The Straits Times/Asia News Network
Airbus A380 of Singapore Airlines docked in Hong Kong Airport. (Shutterstock/Sorbis)
Singapore Airlines has extended its wide-ranging flight cancellations by another month, just four days after it announced a one-month extension.
This means that 96 percent of its scheduled flights till end-June will be cancelled, amid travel restrictions worldwide and a drastic drop in demand for air travel.
The first round of cuts were announced in late March. It was initially for scheduled flights till end-April.
In a notice on its website on Friday (April 24), SIA said it will continue to adjust its services in response to the ongoing COVID-19 pandemic.
Customers whose flights were cancelled by SIA or SilkAir will retain the full value of the unused portion of their tickets as flight credits. They will also be awarded bonus flight credits when rebooking their flights.
More information on the carriers' cancellation policy can be found on SIA's website.
The extended cuts mean that SIA will fly to just 15 cities up till end-June.
Until this crisis hit, SIA was the 15th largest airline group in the world, serving around 140 destinations in more than 35 countries and territories.
The carrier is seeking to raise up to $15 billion with the help of Temasek. This will be done by issuing new shares to current shareholders to raise about $5.3 billion and issuing mandatory convertible bonds to raise up to $9.7 billion.

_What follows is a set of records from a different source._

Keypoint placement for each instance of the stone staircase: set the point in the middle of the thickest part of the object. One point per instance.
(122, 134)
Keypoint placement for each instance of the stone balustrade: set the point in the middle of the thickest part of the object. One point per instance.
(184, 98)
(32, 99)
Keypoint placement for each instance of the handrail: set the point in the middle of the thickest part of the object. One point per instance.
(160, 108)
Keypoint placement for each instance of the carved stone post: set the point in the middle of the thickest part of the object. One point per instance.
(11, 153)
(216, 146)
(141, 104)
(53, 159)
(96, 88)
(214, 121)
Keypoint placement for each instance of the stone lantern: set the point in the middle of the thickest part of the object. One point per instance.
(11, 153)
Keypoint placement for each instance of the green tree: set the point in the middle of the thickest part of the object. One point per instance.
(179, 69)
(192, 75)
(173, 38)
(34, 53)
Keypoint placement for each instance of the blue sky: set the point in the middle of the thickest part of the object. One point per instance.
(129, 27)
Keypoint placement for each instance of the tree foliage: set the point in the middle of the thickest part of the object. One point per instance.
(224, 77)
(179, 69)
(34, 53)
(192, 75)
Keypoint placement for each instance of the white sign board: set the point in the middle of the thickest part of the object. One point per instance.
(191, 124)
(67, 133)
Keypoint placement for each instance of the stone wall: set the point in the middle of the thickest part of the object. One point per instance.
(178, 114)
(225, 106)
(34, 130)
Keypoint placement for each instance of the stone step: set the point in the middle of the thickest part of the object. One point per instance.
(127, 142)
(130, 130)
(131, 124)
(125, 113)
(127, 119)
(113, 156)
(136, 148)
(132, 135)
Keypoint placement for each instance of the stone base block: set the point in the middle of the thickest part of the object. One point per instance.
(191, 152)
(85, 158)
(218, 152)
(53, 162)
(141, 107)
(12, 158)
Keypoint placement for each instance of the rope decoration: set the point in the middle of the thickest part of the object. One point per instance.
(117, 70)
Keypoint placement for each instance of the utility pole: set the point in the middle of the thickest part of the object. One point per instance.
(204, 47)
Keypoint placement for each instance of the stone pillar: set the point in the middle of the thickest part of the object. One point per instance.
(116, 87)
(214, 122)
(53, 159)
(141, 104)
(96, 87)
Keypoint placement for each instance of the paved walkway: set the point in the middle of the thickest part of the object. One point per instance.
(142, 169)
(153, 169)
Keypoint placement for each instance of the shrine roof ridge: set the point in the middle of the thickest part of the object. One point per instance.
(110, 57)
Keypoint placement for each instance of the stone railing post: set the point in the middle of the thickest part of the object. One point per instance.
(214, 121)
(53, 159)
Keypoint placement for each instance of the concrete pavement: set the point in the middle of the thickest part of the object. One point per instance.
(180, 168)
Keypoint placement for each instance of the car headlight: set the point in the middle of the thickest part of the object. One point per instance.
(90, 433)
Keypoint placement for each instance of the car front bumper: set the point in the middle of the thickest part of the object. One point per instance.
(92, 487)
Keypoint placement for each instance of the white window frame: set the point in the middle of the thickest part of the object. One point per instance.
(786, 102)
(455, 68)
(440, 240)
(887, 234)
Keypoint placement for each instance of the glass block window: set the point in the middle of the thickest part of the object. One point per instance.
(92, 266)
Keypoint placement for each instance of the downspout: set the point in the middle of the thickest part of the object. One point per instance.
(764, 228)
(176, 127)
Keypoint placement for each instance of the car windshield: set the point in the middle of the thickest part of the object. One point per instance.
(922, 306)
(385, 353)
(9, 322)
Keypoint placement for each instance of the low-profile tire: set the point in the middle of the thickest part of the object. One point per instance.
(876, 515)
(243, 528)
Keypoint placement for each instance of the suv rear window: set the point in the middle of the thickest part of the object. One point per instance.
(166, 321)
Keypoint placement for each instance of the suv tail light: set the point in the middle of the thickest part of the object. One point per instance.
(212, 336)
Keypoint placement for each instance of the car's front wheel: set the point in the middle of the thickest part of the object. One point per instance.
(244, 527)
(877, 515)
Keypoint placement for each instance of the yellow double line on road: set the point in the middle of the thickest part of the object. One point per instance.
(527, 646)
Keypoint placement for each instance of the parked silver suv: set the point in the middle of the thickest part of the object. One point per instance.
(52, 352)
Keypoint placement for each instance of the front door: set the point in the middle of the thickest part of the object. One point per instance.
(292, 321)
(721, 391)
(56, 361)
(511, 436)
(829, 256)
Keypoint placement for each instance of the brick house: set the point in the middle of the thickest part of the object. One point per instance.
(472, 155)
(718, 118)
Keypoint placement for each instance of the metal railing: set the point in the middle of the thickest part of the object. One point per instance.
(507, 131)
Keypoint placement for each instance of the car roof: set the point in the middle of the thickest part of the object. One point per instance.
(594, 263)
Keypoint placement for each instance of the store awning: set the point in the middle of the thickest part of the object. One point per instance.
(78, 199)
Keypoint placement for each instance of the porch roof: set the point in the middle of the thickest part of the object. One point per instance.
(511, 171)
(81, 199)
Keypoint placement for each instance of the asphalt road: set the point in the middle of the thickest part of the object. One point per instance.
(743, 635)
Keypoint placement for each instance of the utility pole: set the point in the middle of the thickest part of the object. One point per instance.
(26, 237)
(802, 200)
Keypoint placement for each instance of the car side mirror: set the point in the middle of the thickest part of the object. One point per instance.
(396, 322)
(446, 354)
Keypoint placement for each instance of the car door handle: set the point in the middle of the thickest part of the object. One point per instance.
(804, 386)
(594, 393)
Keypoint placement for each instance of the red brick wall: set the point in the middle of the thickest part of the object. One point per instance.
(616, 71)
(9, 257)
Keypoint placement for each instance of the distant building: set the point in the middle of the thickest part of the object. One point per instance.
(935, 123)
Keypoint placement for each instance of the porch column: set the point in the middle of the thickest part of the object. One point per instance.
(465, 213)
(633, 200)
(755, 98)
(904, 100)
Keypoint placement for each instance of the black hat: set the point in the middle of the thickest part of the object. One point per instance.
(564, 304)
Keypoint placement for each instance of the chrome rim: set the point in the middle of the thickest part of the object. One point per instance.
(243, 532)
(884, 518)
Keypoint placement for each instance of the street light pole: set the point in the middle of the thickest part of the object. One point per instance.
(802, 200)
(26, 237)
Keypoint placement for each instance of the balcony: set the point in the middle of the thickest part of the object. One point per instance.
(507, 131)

Globally, airlines have also been struggling to cope with the impact of the COVID-19 crisis.
The International Air Transport Association (Iata) said on Friday that global airline passenger revenues could drop by US$314 billion (S$447 billion) this year, a 55 percent decline compared to last year.
Airlines in the Asia-Pacific will see the largest revenue drop of US$113 billion this year compared to last year. They are also expected to register a 50 per cent fall in passenger demand this year compared to 2019.
Mr Conrad Clifford, Iata's regional vice-president for the Asia-Pacific region, said: "The situation is deteriorating.
"We have seen the first airline casualty (Virgin Australia) in the region. There will be more casualties if governments do not step in urgently to ensure airlines have sufficient cash flow to tide them over this period."
Virgin Australia, which is 20 percent owned by SIA, handed control to administrators on April 21.